DIDSON Resolution

In high-frequency mode, the image is formed from transmitted pulses sent out in 96 beams. Each beam is 0.3° wide and 14° high, spaced at 0.3° intervals. When the sonar is tilted down, these slices of sound each ensonify a radial line on the bottom. The 96 lines side-by-side span the sonar display. In low-frequency mode the same sector is spanned by 48 beams each 0.4° wide, spaced at 0.6° intervals.
Resolution is affected by the size of the acoustic pixels. The width of the pixel increases with increasing range. The height of the pixel increases with increased window length. A simple way to calculate the acoustic pixel width is to divide the cross-range of the display at desired range R by the number of beams. In the High-Frequency mode there are 96 beams covering this cross-range. In the Low-Frequency mode there are 48 beams covering that distance. The cross range of the display at range R is R/2. Here are two examples.

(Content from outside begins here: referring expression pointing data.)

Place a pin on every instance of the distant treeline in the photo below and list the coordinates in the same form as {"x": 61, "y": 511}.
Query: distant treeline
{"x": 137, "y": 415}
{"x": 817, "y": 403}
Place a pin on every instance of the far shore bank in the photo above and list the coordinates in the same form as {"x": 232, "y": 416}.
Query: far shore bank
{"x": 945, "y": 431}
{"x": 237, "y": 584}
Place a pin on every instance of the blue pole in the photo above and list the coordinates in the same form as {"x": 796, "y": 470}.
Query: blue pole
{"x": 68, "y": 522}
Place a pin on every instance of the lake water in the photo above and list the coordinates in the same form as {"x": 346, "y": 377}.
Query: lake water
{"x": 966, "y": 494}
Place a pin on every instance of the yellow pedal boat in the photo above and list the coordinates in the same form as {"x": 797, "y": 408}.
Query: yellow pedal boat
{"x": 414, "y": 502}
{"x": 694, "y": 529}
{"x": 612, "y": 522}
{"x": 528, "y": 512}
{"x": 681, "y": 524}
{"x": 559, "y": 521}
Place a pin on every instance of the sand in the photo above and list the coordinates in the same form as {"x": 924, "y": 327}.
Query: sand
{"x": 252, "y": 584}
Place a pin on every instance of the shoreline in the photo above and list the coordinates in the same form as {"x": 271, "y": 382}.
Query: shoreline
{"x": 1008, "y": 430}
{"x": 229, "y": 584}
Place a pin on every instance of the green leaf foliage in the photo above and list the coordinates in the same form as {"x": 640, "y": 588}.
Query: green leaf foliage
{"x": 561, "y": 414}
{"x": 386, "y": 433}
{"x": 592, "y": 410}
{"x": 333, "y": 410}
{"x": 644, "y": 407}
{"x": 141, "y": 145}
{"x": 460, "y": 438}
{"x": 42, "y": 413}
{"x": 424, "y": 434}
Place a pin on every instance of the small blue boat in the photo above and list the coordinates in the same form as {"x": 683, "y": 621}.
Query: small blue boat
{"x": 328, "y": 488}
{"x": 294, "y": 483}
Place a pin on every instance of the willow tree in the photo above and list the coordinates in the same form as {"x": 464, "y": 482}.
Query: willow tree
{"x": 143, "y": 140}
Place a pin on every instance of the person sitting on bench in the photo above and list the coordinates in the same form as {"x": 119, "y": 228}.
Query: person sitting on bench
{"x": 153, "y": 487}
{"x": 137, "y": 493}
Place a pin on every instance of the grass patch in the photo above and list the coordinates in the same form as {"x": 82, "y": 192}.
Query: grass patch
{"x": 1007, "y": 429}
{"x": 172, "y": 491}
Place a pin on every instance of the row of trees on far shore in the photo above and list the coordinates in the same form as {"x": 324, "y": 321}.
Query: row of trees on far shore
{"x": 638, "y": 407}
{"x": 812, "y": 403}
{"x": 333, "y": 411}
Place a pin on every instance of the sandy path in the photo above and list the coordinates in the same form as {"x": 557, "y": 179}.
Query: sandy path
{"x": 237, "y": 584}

Assume we are interested in the acoustic pixel size at the range of 30 meters when the window-length is 40 meters. At this range the sonar is in Low-frequency mode with 48 beams covering the cross-range. At 30 meters, the cross-range is 15 meters and the cross-range resolution is 1500 cm/48 = 31 cm (that is a bit over one foot!) A display window has 512 pixels from the maximum range to the minimum range. The acoustic pixel height is simply the window length divided by 512. In this example it is 40 m/512 or 4000 cm/512 = 8 cm (~3 inches). Those are large acoustic pixels and one would not expect much detail.
In the second example, the object of interest is only 2 meters from the sonar. The window-length is set to 1.25 meters. We have an acoustic pixel width of 100 cm/96 = 1 cm and an acoustic pixel height of 125 cm/512 = 0.24 cm. This small acoustic pixel will show detail.